March 9, 2026
Fintech

Stripe Eyes PayPal in $40B Power Play

Chess move - Stripe

Global payments giant Stripe is reportedly exploring a takeover of PayPal — a move that could reshape the competitive dynamics of digital payments worldwide.

According to Bloomberg, privately-held Stripe has expressed preliminary interest in either a full acquisition of PayPal or a deal involving some of its assets. Both companies have declined to comment on the report.

The mere possibility was enough to send PayPal’s share price up nearly seven percent.

A Valuation Gap That Changes the Narrative

The potential deal underscores a dramatic reversal in fortunes between the two fintech heavyweights.

PayPal currently has a market value of just over $40 billion after a turbulent year marked by:

• Slowing branded checkout growth
• Weaker US retail spending
• Earnings that disappointed Wall Street
• A 40%+ share price decline over the past year

In contrast, Stripe recently completed liquidity deals with investors valuing the company at $159 billion — nearly four times PayPal’s market capitalisation.

This valuation gap reframes the power dynamic: the once-dominant public payments company now appears smaller than its private challenger.

Why This Matters Beyond the U.S.

For African fintech founders and operators, this isn’t just a Silicon Valley headline.

Stripe’s infrastructure powers payment processing for thousands of startups globally — including African companies that rely on cross-border rails for international expansion.

PayPal, meanwhile, has historically served as:

• A gateway for freelancers and remote workers
• A cross-border settlement layer
• A consumer-facing payments brand

A merger — or asset carve-out — could consolidate significant global payments infrastructure under one dominant operator.

Leadership Turbulence at PayPal

Bloomberg also reports that PayPal recently appointed Peter Lores from HP as its new CEO amid board concerns that the company has struggled to respond effectively to competitive pressure from Big Tech players like Apple and Google.

The leadership change followed lacklustre earnings results that failed to reassure investors.

PayPal’s challenges include:

• Slower growth in its core branded checkout segment
• Margin pressure
• Increasing competition from embedded finance platforms
• Merchant migration to alternative processors

The company’s recent results triggered a nine percent stock drop, further deepening investor unease.

What Could Stripe Want?

While details remain speculative, strategic possibilities include:

• Acquiring PayPal’s merchant network
• Integrating PayPal’s global consumer wallet base
• Absorbing Venmo’s social payments dominance
• Strengthening cross-border consumer payment rails

Stripe has historically focused on developer-first infrastructure and enterprise merchant tooling.
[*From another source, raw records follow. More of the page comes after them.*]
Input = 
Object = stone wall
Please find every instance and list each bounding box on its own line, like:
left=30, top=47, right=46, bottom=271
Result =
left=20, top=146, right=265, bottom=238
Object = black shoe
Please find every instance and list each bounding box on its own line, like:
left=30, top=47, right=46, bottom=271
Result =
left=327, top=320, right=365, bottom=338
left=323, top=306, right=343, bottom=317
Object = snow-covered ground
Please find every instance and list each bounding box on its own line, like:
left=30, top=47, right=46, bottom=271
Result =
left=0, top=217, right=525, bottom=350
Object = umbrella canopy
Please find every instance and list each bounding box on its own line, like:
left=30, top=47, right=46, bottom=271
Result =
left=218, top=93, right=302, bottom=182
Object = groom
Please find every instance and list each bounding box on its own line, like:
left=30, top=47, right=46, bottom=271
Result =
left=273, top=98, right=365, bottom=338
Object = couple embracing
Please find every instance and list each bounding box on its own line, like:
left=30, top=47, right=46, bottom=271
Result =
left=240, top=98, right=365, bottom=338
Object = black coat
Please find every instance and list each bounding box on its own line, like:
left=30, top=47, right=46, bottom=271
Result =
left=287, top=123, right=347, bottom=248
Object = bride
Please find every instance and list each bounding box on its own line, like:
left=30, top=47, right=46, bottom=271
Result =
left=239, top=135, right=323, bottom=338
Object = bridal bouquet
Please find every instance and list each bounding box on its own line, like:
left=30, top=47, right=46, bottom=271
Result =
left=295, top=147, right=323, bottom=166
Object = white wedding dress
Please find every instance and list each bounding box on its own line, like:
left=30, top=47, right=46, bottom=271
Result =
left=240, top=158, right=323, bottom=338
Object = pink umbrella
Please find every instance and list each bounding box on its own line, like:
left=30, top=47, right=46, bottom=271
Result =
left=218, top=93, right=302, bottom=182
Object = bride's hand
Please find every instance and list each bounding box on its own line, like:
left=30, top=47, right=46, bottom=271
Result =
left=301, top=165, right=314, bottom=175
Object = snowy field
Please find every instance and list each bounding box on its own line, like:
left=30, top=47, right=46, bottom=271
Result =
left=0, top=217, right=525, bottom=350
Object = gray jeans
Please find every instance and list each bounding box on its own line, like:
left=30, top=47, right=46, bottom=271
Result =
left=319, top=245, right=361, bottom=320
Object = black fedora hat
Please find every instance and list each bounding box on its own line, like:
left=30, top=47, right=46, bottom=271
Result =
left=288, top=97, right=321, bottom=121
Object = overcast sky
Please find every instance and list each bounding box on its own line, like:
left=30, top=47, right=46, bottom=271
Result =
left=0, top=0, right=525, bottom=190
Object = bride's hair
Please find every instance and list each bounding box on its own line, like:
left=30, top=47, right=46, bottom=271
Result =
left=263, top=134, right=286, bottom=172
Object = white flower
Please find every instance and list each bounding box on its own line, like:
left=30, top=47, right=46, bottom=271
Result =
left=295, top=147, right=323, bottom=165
PayPal, by contrast, built brand recognition at the consumer layer.

A combination would represent vertical consolidation across:

Developer infrastructure + merchant processing + consumer wallets.

A Defensive or Offensive Move?

The fintech landscape has shifted dramatically:

• Apple and Google have embedded payments into ecosystems
• BNPL providers are integrating into checkout flows
• Fintech infrastructure companies are moving up the stack
• Payment margins are compressing globally

For Stripe, acquiring PayPal could be both:

A defensive move — to prevent competitor consolidation.
An offensive move — to dominate both merchant and consumer layers.

Market Reaction

Bloomberg first reported earlier this week that PayPal had been attracting interest from multiple potential suitors.

Following the latest report:

• PayPal shares surged roughly seven percent
• Investors signalled renewed speculation around strategic alternatives

Stripe and PayPal have both declined to comment.

The Bigger Fintech Shift

This potential deal reflects a broader transformation in global fintech:

The most valuable payment companies are no longer traditional consumer brands — they are infrastructure providers.

If Stripe proceeds, it would mark one of the largest strategic consolidations in modern fintech history.

For African startups building on global rails, the implications could ripple across pricing, access, compliance frameworks, and cross-border settlement models.

For now, the discussions remain preliminary.

But the message is clear:

The global payments stack is being rewritten.